Neste momento o médico chega na sala e diz:
- Senhor Sebastião, como está se sentido hoje?
-Tô bem dotô, e num precisa dessas formalidade toda não, pode chamá de Tião mesmo... E quando vou podê i embora pra casa.
- Bom, pelos seus exames acho que daqui dez dias, mas quando voltar para casa deve repousar ainda mais pelo menos quinze dias.
Passados dez dias Tião volta para casa, recebe visitas dos amigos, vizinhos que também se preocupavam com eles. Descansa na sua cama. Sua mulher preparara uma sopa e o alimentava.
No dia seguinte já conseguia ficar de pé, e disse para sua esposa:
-Preciso ir lá na metalúrgica para dar satisfação, e dizer que volto trabalhar amanhã.
-Homi de Deus, cê num viu que o médico falou que se ainda tem de descansá.
- Que descansá o quê, o que fiz nesses últimos dias foi só ficá deitado, trabalhá fais bem.
Tião foi até a metalúrgica para conversar com seu chefe, subiu as escadas e foi até o escritório.

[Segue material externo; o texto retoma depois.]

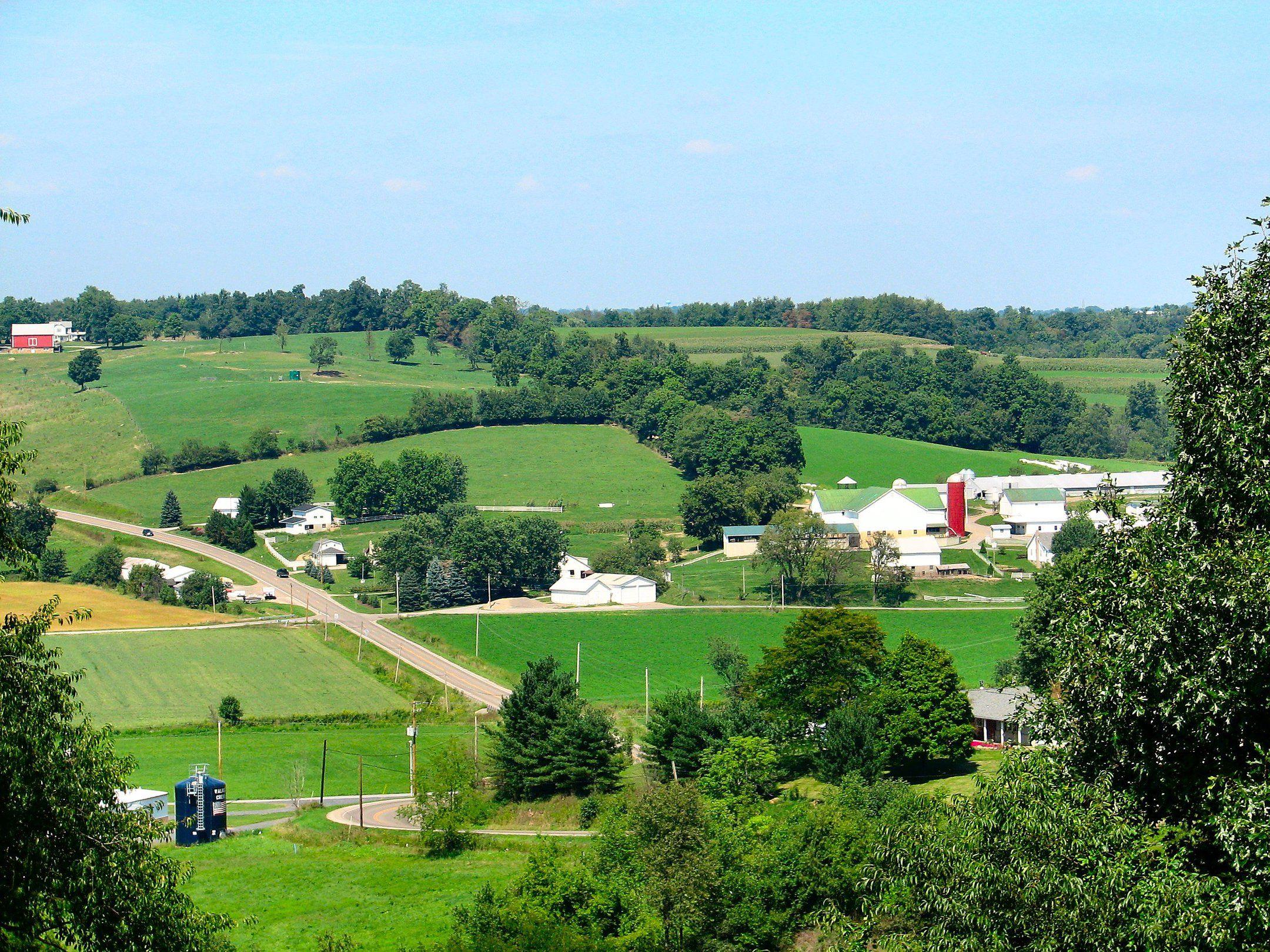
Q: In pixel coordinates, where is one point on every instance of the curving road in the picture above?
(369, 626)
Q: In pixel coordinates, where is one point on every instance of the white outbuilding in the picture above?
(152, 802)
(328, 554)
(226, 505)
(604, 589)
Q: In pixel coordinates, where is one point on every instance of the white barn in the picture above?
(1032, 511)
(604, 589)
(226, 505)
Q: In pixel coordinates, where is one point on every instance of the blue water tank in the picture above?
(201, 809)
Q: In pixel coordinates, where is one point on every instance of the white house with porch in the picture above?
(309, 518)
(1032, 511)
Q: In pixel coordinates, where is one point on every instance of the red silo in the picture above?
(957, 504)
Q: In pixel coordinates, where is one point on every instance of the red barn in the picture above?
(35, 337)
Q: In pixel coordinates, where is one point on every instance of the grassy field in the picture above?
(1105, 380)
(81, 542)
(506, 466)
(617, 646)
(292, 885)
(176, 677)
(877, 461)
(720, 344)
(153, 394)
(109, 608)
(258, 762)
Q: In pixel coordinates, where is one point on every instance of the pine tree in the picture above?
(171, 514)
(410, 598)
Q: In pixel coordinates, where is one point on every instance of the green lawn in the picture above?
(290, 886)
(878, 461)
(582, 465)
(163, 393)
(617, 646)
(257, 762)
(175, 677)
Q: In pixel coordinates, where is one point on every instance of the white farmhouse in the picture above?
(574, 566)
(328, 554)
(604, 589)
(309, 518)
(918, 552)
(1032, 511)
(226, 505)
(135, 562)
(901, 511)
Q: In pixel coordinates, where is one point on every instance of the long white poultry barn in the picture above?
(1074, 484)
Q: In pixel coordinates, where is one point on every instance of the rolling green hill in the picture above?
(162, 393)
(540, 464)
(877, 461)
(617, 646)
(175, 677)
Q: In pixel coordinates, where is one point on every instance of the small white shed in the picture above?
(153, 802)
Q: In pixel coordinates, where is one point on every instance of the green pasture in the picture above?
(163, 393)
(878, 461)
(720, 344)
(177, 677)
(292, 885)
(82, 541)
(617, 646)
(540, 464)
(259, 763)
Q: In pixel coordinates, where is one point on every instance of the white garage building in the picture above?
(604, 589)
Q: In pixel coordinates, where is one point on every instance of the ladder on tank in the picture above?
(200, 773)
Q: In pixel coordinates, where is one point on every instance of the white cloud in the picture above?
(404, 185)
(707, 146)
(1082, 173)
(280, 172)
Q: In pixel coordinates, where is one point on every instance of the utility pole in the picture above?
(322, 783)
(412, 733)
(646, 697)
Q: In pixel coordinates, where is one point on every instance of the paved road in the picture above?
(369, 626)
(384, 816)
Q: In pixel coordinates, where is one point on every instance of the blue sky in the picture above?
(617, 154)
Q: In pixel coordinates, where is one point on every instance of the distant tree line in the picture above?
(489, 327)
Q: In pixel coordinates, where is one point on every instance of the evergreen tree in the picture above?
(550, 740)
(171, 514)
(52, 565)
(924, 711)
(410, 592)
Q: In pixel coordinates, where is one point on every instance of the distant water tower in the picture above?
(201, 807)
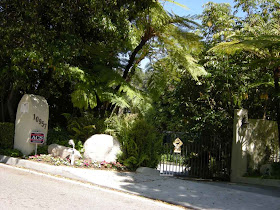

Bateu na porta e foi entrando e dizendo:
- Oh seu André, bom dia.
-Oh seu Tião, como que o senhor tá.
-Tô bem, vim aqui pra falá que amanhã já tô devolta.
-Poxa seu Tião, infelizmente o senhor num trabalha mais aqui... Enquanto cê tava no hospital, tive que contratar outra pessoa pra dar conta do serviço que tinha que entregar, e outra o rapaz novo, o tal de Zeca da mais produção que você, então...
-Oche, isso tá errado, trabalho pro senhor cinco anos e o senhor me manda embora com uma mão na frente e outra atrais.
-Olha, num vou discutir, o senhor que quiser que procure seus direitos, porque eu tenho um monte de coisas pra fazê.